Project 1: Characterizing regeneration enhancer function

The regulation of WNT1 (wg) and WNT6 is the first example we have identified in which a region of the genome responds to damage signals following injury, and then become progressively insensitive to these signals via an epigenetic silencing mechanism.

Enhancer model

Although we have a basic idea of how such a regulatory module might function, we are interested in studying the specifics of this mechanism in the following ways:

  • What factors are required for activation of the enhancer? Although we have identified JNK signaling as an important (and potentially direct) input that activates the enhancer in young discs, it seems that developmental, non-damage induced JNK signals do not. What other factors are necessary for injury-specific activation?
  • How is silencing induced at, and remain localized to, the enhancer?

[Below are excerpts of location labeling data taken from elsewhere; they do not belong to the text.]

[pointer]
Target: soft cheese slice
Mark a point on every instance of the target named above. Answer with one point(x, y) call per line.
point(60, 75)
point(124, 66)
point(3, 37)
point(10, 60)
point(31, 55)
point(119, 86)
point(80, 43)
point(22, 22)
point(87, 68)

Evidence points to Polycomb group (PcG) proteins being required for full silencing to occur, however the identity of these proteins, as well as other potential silencing regulators, remains unknown. How is this silencing maintained, and can it be reversed? Similarly, the modifications that accumulate and maintain silencing of this enhancer are strictly localized to the few KB surrounding this region, raising the question of why this silencing does not spread further to surrounding DNA – are boundary or barrier elements required to delimit epigenetic silencing?
  • What are the dynamics of silencing? The decline of regeneration gene expression, and indeed the loss of regenerative capacity, is progressive, gradually changing during development. However, epigenetic silencing at a single locus, such as this enhancer, is usually described as more binary – either accessible (active) or inaccessible (silenced). Thus, how does a quantitative change in the activity of a regulatory element lead to a qualitative loss of expression?  To reconcile these contrasting ideas we have developed a “silencing sensor” to understand the dynamics of this silencing mechanism at a single cell resolution.